Unlike For-Profits, Nonprofits Succeed by Sharing the Work and the Glory
By Sarah Ford on March 3, 2014
Source: The Chronicle of Philanthropy
By Phil Buchanan
In recent years, foundation and charity leaders have paid increasing attention to questions of performance. The focus on impact, outcomes, and assessment, while not new, has certainly intensified among both foundation and charity leaders.
This is a positive development, but too often performance is defined in a way that can undermine the effectiveness of the nonprofit sector as a whole.
The analog seems always to be business, where the focus is on competition among institutions—a zero-sum perspective in which organizations strive to best each other.
This conflation of performance in philanthropy and institutional competition has its roots in two influential 1990s Harvard Business Review articles.
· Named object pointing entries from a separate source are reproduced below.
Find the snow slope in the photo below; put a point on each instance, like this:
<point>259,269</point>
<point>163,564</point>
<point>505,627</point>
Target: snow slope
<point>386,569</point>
The first, by the Harvard scholars Christine Letts, William Ryan, and Allen Grossman, urged foundations to act more like venture capitalists.
The second, by Michael Porter and Mark Kramer, urged foundations to focus on “unique positioning” and “unique activities” and to choose the “best” grantees in the manner of “investment advisers in the business world.”
“Only by doing things differently from others, in a way that is linked tightly to what the foundation seeks to accomplish, can it achieve greater impact with the same grant dollars or enable its grantees to be more successful,” wrote Mr. Porter and Mr. Kramer, who founded the consulting firm FSG, which advises many nonprofits and foundations.
But this kind of emphasis on uniqueness and supporting only the best makes much more sense in business than in philanthropy.
The fact is, focusing competitively and narrowly on individual institutional performance isn’t necessarily consistent with maximizing impact. It has led many large foundations to develop and put in place their strategies alone. But in philanthropy, unlike in business, that is a recipe for failure.
A similar dynamic plays out among charities that worry more about besting their “competitors” than achieving shared goals.